All you effeminate nerds can have your pad.
Millions of us will NEVER refer to or call it by it's given name.
It will have a street name like slate, board, tablet, or something. Or people will just give it a personal name like a pet.
Most people now still refer to it as Apple Tablet.

Just because Apple gave it the worst name possible does not mean it's going to catch on. Furthermore, no branding agency in the world is applauding this experiment in absurdity.

And contrary to some of your posts - the brand is not taking off... not at all. Your confusing the product excitement with brand excitement.
The Apple brand however, is as strong as ever.
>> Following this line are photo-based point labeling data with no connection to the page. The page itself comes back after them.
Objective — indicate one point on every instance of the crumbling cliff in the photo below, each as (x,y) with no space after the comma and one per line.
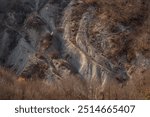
(94,40)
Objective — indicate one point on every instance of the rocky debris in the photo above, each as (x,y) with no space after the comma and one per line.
(92,39)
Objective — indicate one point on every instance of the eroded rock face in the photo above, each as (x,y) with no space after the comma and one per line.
(52,39)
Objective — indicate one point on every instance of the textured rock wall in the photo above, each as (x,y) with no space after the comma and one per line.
(54,39)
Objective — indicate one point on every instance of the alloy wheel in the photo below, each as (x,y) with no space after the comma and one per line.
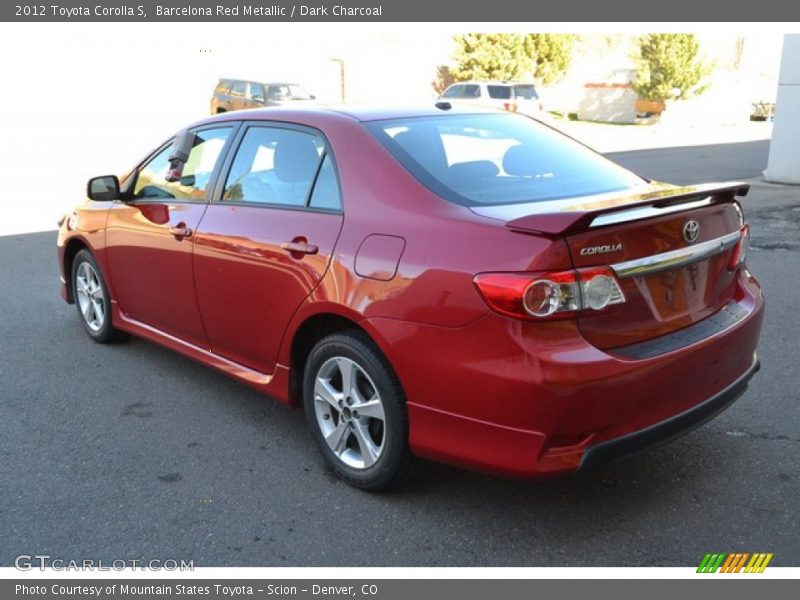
(349,412)
(91,299)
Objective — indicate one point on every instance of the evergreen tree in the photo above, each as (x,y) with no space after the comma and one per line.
(550,54)
(489,56)
(669,68)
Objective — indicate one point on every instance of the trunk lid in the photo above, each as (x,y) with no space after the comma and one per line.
(669,248)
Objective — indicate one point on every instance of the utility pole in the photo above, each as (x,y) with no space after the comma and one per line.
(784,161)
(342,91)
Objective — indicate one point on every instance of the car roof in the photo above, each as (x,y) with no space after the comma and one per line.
(246,80)
(357,112)
(493,82)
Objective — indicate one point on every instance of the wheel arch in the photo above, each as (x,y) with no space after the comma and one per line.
(311,329)
(71,249)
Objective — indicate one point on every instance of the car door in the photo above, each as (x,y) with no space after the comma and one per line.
(150,238)
(266,239)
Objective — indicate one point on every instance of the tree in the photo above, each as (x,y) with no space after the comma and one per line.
(550,54)
(669,68)
(444,78)
(489,56)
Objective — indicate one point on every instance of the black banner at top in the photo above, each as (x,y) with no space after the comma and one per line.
(462,11)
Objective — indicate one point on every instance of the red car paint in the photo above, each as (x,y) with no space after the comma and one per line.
(487,391)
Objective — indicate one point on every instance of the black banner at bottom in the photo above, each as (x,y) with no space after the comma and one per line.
(729,587)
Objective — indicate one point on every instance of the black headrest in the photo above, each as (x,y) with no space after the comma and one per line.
(296,158)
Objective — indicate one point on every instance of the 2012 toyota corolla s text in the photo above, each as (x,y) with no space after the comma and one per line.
(466,286)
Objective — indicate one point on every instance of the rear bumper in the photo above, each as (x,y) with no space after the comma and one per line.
(666,431)
(536,400)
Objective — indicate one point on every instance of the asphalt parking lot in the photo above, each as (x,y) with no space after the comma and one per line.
(132,451)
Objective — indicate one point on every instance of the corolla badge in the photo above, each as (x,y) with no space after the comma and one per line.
(691,230)
(590,250)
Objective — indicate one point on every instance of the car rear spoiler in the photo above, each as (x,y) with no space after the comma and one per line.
(582,214)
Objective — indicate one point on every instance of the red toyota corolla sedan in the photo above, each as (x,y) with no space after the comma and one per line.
(466,286)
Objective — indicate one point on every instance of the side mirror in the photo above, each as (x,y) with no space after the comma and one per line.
(103,189)
(181,148)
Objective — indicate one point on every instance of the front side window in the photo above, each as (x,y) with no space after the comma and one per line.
(274,166)
(151,182)
(498,159)
(472,91)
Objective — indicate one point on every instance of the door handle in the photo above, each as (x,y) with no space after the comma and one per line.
(180,231)
(300,246)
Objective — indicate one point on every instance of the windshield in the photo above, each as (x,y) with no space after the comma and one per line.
(526,92)
(477,160)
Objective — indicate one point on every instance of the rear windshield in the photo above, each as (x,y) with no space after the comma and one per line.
(479,160)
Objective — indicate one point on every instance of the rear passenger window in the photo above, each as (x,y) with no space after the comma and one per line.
(274,166)
(151,182)
(326,188)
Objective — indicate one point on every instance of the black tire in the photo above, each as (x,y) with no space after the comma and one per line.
(394,462)
(101,332)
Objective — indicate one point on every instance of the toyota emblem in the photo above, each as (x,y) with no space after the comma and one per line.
(691,230)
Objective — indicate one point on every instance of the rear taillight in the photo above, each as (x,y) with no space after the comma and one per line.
(739,254)
(552,295)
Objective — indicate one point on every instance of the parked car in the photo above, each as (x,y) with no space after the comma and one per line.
(238,94)
(457,284)
(502,95)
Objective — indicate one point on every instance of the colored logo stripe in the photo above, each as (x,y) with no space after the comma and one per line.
(734,563)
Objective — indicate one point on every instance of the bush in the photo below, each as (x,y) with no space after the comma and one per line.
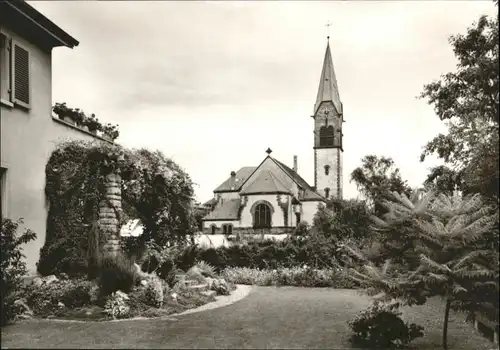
(206,269)
(116,273)
(45,299)
(116,306)
(13,268)
(154,293)
(297,276)
(381,326)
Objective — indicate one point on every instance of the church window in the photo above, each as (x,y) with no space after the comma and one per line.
(326,136)
(262,216)
(227,229)
(327,192)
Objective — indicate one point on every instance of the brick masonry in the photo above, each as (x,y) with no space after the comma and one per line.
(109,211)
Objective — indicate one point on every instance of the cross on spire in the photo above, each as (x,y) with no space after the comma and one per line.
(328,25)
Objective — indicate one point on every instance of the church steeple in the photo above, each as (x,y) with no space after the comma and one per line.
(328,148)
(328,89)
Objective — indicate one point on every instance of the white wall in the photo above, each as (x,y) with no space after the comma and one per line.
(28,137)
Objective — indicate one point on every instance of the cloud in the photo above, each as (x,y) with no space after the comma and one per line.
(213,84)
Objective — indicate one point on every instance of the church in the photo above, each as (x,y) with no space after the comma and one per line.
(273,198)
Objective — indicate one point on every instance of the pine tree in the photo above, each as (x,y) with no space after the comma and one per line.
(445,248)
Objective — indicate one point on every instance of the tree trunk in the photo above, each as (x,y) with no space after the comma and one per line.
(109,211)
(445,325)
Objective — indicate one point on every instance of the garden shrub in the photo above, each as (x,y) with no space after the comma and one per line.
(380,326)
(13,268)
(116,273)
(296,276)
(194,273)
(206,269)
(45,299)
(221,287)
(117,305)
(153,292)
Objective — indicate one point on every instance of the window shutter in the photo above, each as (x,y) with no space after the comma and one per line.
(21,75)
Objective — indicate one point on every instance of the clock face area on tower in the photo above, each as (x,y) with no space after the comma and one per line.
(325,111)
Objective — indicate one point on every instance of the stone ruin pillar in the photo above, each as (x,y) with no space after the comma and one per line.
(110,209)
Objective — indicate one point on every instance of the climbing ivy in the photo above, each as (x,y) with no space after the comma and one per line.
(154,189)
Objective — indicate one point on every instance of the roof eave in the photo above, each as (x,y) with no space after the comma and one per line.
(60,36)
(265,192)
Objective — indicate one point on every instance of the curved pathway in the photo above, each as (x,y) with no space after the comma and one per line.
(270,317)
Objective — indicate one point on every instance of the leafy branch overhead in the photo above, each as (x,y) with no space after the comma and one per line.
(468,101)
(447,250)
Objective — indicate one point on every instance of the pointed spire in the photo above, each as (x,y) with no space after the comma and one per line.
(328,89)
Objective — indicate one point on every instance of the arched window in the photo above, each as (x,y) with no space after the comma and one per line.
(326,136)
(262,216)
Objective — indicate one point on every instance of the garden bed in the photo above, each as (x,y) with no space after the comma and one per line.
(79,299)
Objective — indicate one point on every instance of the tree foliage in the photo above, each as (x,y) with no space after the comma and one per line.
(376,177)
(467,100)
(447,250)
(12,266)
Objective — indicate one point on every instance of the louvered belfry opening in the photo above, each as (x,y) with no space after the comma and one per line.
(326,136)
(21,75)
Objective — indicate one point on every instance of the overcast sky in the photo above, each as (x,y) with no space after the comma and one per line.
(214,84)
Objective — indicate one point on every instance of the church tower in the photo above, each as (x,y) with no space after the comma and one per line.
(328,119)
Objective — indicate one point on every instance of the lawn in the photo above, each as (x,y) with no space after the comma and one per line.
(270,317)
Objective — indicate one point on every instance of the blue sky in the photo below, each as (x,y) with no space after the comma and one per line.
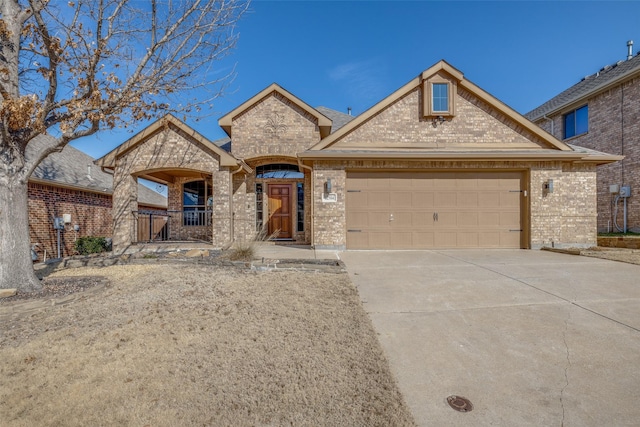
(340,54)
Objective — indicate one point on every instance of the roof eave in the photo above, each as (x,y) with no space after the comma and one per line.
(324,123)
(593,92)
(557,155)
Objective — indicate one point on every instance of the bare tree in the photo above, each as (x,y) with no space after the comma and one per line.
(70,69)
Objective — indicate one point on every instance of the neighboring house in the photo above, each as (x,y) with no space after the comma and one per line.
(68,185)
(602,112)
(439,163)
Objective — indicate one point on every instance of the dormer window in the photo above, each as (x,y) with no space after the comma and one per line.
(439,96)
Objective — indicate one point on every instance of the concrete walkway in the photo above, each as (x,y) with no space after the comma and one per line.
(531,338)
(269,250)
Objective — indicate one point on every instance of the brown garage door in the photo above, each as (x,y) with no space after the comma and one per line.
(419,210)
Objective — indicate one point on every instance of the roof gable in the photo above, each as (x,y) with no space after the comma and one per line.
(109,159)
(607,77)
(324,123)
(501,112)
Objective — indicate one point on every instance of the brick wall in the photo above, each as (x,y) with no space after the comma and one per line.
(564,218)
(172,150)
(614,128)
(401,125)
(274,126)
(90,211)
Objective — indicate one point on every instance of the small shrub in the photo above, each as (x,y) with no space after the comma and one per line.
(91,245)
(246,250)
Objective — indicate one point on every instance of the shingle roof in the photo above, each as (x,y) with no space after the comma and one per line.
(338,119)
(608,75)
(72,167)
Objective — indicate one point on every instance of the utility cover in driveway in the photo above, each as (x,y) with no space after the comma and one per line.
(423,210)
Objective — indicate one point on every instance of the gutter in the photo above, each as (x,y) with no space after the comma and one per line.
(313,202)
(417,156)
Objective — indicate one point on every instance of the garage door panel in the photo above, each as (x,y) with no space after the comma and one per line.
(467,219)
(434,210)
(379,219)
(489,239)
(380,239)
(467,239)
(510,219)
(401,220)
(489,219)
(401,199)
(510,240)
(445,239)
(467,199)
(422,199)
(401,240)
(378,199)
(358,240)
(510,199)
(358,200)
(446,199)
(422,240)
(489,199)
(422,219)
(446,219)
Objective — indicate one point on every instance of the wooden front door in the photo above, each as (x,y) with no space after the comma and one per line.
(280,210)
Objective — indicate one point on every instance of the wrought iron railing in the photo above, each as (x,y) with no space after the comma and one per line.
(154,226)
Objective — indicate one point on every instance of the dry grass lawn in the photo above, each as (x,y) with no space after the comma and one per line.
(182,345)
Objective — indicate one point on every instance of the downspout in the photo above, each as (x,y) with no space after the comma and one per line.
(312,193)
(544,116)
(233,214)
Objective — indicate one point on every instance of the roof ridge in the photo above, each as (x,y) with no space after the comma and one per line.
(607,75)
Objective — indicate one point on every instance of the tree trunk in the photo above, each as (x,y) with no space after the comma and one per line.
(16,266)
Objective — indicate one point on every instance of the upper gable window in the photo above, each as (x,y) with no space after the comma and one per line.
(576,122)
(440,97)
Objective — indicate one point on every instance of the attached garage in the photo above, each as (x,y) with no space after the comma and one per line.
(422,210)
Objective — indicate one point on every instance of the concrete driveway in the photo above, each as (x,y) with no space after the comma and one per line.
(531,338)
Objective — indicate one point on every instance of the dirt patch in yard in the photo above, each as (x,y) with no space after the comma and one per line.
(631,256)
(195,345)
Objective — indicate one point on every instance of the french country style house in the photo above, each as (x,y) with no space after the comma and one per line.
(602,112)
(439,163)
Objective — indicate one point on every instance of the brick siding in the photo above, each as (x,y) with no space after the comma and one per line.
(91,211)
(614,128)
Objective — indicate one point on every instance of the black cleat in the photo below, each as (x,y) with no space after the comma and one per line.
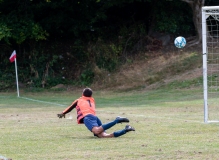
(122,119)
(129,128)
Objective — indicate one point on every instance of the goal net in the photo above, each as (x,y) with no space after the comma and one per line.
(210,47)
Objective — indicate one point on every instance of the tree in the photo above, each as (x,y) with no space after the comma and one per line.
(196,6)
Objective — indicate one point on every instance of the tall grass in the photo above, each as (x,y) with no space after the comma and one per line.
(169,125)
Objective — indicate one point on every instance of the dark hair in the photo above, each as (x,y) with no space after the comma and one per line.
(87,92)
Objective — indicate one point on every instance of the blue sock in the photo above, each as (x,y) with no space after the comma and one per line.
(119,133)
(109,125)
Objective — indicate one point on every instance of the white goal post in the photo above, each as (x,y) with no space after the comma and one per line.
(210,48)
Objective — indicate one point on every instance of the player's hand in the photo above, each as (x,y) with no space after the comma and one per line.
(61,115)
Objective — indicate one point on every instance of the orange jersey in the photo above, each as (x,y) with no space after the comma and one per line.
(84,106)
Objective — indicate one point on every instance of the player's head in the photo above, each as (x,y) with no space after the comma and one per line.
(87,92)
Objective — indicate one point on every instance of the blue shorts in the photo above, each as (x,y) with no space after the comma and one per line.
(91,121)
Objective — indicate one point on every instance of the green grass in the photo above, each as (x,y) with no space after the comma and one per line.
(169,125)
My favorite is still listening to the keynote - when the name drops down - hearing all the people groan.

Closeted much?
post #39 of 43
Quote:
Originally Posted by rain View Post

...
Millions of us will NEVER refer to or call it by it's given name.
It will have a street name like slate, board, tablet, or something. Or people will just give it a personal name like a pet.
Most people now still refer to it as Apple Tablet.

Just because Apple gave it the worst name possible does not mean it's going to catch on. Furthermore, no branding agency in the world is applauding this experiment in absurdity.

And contrary to some of your posts - the brand is not taking off... not at all. Your confusing the product excitement with brand excitement.
The Apple brand however, is as strong as ever.

My favorite is still listening to the keynote - when the name drops down - hearing all the people groan.

That's a curious "us" in your comment. "What us nerd boy"? Millions are just fine calling it by its given name. What're you going to call it then? "That Apple tablet mobile device thingy"? Perhaps "Apple's Slice of Heaven"? Maybe "Computing Squared"? How about "The best internet, device, the best email device, the best eBook reader, the internet in your hands magical device"?

Seriously you can be so funny sometimes - even when you don't mean to be!
post #40 of 43
Apple could battle Fujitsu over ownership of iPad name
http://forums.appleinsider.com/showthread.php?t=106666

This is just one thread with anti-Apple, anti-Jobs, and anti-iPad name posts.
There are probably more I could find if I cared more to find them.
Why do that though, even this thread contains anti-Apple, etc., jabs.